HARROGATE, Tn. - For the first time in the history of Lincoln Memorial University athletics, a former athletes' jersey will be retired as Railsplitter baseball alum Scot Shields is set to return for this weekend's homecoming festivities to see his uniform commemorated.
Scot Shields is scheduled to return to LMU on Friday evening as he will make an appearance at game two of the Railsplitters' annual Fall World Series, set to begin at 7 p.m.. On Saturday, the spotlight shifts to Shields, as Lincoln Memorial President Jim Dawson and Athletic Director Roger Vannoy will lead the ceremony to retire Scot Shields' No.10 jersey at 1 p.m. on Lamar Hennon Field. Shields will sign autographs at the conclusion of the ceremony with the LMU alumni game to follow at 1:30 p.m..
In the long history of Lincoln Memorial athletics, you would be hard-pressed to find an athlete with a deeper resume collegiately or professionally than Scot Shields.
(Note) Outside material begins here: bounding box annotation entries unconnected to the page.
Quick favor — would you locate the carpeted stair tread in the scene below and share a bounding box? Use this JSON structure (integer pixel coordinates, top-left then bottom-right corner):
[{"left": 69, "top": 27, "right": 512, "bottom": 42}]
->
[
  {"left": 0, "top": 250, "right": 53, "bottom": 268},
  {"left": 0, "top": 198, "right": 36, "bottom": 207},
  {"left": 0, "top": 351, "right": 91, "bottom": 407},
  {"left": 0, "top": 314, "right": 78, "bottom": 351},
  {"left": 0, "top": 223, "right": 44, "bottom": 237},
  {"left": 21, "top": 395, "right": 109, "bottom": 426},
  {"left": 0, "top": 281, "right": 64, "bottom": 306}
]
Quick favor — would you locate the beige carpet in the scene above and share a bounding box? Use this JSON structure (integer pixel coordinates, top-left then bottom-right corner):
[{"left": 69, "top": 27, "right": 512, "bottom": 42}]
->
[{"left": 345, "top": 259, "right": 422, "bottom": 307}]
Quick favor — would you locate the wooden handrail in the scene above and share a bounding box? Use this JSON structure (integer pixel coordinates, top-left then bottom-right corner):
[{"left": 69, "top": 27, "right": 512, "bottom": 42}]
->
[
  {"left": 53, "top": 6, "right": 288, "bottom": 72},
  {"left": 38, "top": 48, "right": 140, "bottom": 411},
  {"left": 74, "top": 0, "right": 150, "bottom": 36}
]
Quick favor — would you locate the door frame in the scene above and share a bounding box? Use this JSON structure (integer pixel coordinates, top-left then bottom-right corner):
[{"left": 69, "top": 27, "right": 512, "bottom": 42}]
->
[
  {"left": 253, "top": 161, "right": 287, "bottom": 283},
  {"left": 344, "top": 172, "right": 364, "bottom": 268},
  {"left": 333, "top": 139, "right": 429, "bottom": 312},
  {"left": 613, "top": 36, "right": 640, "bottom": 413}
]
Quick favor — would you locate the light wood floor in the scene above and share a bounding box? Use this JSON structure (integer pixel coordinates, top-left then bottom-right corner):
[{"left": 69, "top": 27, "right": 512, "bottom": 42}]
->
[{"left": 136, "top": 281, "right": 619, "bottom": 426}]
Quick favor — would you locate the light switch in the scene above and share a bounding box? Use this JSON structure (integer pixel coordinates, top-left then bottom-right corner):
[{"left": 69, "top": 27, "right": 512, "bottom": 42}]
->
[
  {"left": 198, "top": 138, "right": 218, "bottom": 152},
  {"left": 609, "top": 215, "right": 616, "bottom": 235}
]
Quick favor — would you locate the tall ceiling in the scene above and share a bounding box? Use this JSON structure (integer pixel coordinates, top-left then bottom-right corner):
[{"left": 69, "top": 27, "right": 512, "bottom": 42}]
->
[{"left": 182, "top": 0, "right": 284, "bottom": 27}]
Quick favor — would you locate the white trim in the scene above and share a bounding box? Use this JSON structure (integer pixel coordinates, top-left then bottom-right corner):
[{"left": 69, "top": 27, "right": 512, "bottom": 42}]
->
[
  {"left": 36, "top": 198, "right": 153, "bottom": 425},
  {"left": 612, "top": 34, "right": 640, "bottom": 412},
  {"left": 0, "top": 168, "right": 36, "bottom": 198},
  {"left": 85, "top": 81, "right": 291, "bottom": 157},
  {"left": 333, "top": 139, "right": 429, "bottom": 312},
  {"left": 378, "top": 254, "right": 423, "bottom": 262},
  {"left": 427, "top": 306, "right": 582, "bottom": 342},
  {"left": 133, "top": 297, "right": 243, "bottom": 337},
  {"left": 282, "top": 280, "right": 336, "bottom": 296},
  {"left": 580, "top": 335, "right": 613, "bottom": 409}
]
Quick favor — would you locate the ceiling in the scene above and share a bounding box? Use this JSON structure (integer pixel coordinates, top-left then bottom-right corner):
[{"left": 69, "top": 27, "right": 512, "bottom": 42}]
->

During his time at Lincoln Memorial, Shields etched his name throughout the Railsplitter record books. From his arrival in 1995 to his departure in 1997, Scot compiled 20 wins, good for second on the all-time list in school history. In the career record books, Shields can be seen in nearly every statistical pitching category as he ranks sixth all-time in appearances (51), fifth in games started (31), second in complete games (18), first in shutouts (4), fourth in innings pitched (224.1), third in strikeouts (190) and fifth in batters faced (1,007).
Shields' most impressive accomplishment from his time at Lincoln Memorial came on March 16th, 1996, as he tallied 16 innings pitched against the University of Montevallo, a single-game record that stands to this day. In that game, Shields also notched the single-game record for most batters faced with 71 and most pitches thrown with 261.
Following his three-year stay at LMU, Scot was taken in the 38th round of the 1997 Major League Baseball Amateur Draft by the then-Anaheim Angels, making his MLB debut on May 26, 2001 against the Tampa Bay Devil Rays. From 2001-2010, Shields became a fixture in the Angels' bullpen, highlighted by Scot playing a key role on the Angels' 2012 World Series Championship team. That season, Shields compiled a mere 2.20 earned run average in 49 innings pitched.
Scot's work with the Angels was unheralded as the right-hander led the American League in holds, a stat that indicates his ability to keep the other team from scoring in the seventh and eighth innings, from 2006-2008.
At the conclusion of 2009, Scot was named 'Best Setup Man of the Decade' by Sports Illustrated along with earning the distinction of being selected to the All-Decade Team for the years spanning from 2000 to 2009.
Shields announced his retirement in 2011 as the last member of the 2002 World Series team. Scot is widely regarded as the greatest setup pitcher in the Angels' franchise history. Among pitchers who recorded more than 500 innings as an Angel, Shields ranks seventh in club history in earned run average, ninth in WHIP (walks plus hits per innnings pitched), fifth in hits per nine innings, third in strikeouts per nine innings, second in games played (491) and ninth in strikeout to walk ratio.
As the most successful alum in the 115 year history of Lincoln Memorial athletics, Scot Shields is set to have his jersey retired as the first of its kind at LMU. All are invited and encouraged to attend the enshrinement of LMU legend and MLB great Scot Shields' No. 10 jersey.